My Car's Brakes Do Not Work When It Is Really Cold Out

Brake systems, like everything else on your car, have a certain temperature range in which they're completely functional and happy. While manufacturers do their level best to make this range as wide as possible, even the savviest would have trouble building a brake system that worked as well at negative-10 degrees as it does at 110 degrees. Of course, making sure that the brake system works in the first place will help you take advantage of what range you do have.

Normal Brake Function

  • Consider this: A 3,000-pound car is traveling at 55 miles per hour; it used about 6.5 ounces of gas to accelerate to that speed.
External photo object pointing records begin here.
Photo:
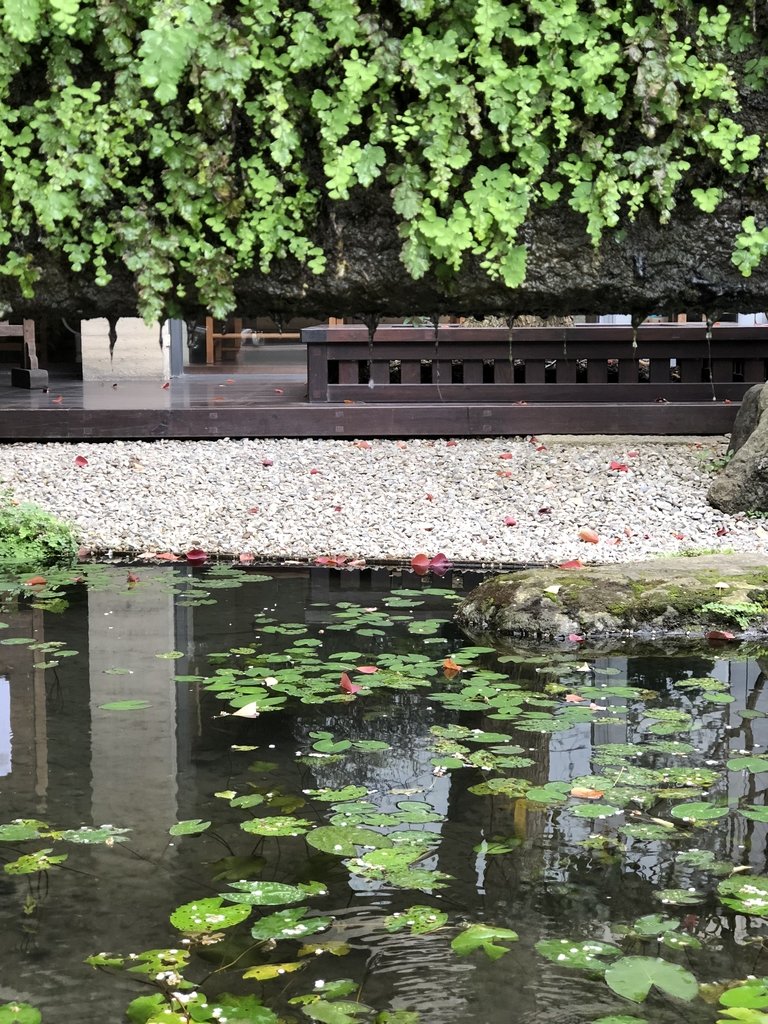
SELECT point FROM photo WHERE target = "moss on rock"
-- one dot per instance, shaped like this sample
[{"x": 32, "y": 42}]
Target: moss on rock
[{"x": 667, "y": 595}]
Gasoline contains about 114,000 British Thermal Units of energy, so the energy that went into accelerating the car comes out to about 5,700 BTU. When you hit the brakes, all of that energy has to go somewhere, and that somewhere is into your brakes. Brakes convert kinetic energy -- movement -- to frictional heat by squeezing a set of pads against a brake rotor. Until the pads squeeze the rotor hard enough and long enough to produce heat, you've got what amounts to zero in the way of braking power.

Normal Thermal Failure

  • All brake pads have an upper and lower temperature threshold, or range in which they'll work. Performance enthusiasts tend to place more emphasis on the upper temperature range, where the mass of the car can impart enough thermal energy to the brake pads to cook them into a slippery jelly and induce brake fade. But brakes have a lower temperature range, too. When cold, the molecules in the pad contract and make it as hard as a rock. This reduces the frictional difference between the pad and rotor, meaning that the two will grip about as well as you'd expect a slab of granite to grip steel.

Water in the System

  • If you've ever gotten brake fluid on your hands, you may have noticed that, even 20 minutes or so after wiping it away, your hands still feel dry, scaly and in definite need of moisturizer. Brake fluid is hygroscopic, meaning that it will attract and absorb water like a magnet -- it'll even absorb moisture and humidity in the air. The problem is that the water in your brake system won't stay suspended in the fluid forever. Water is denser than brake fluid, and eventually it'll sink to the lowest point in the system. Unfortunately, the lowest point in your brake system is usually the calipers, where the slave cylinders are. Water plus freezing temps equals an ice cube in your slave cylinders, and that will kill your brakes until you get enough hot in them to melt the ice.

What You Can Do

  • If you live in an area that regularly sees 100-degree-plus temperature extremes, you might consider switching to a brake pad with a lower-temperature operating range. The ideal thing would be to use one set of brake pads in the summer and another in the winter, but that isn't really practical unless you're a fleet owner who regularly changes pads anyway. If you want to run a more fade-resistant high-temperature pad, then the simple solution is to lightly ride your brakes for a thousand feet or so when the car's been sitting for a few hours or more. If you've got water in the system, you'll need to bleed the brake system to get rid of it. After bleeding the system to get rid of the water, invest in a new rubber brake fluid reservoir seal to keep additional moisture out of the system.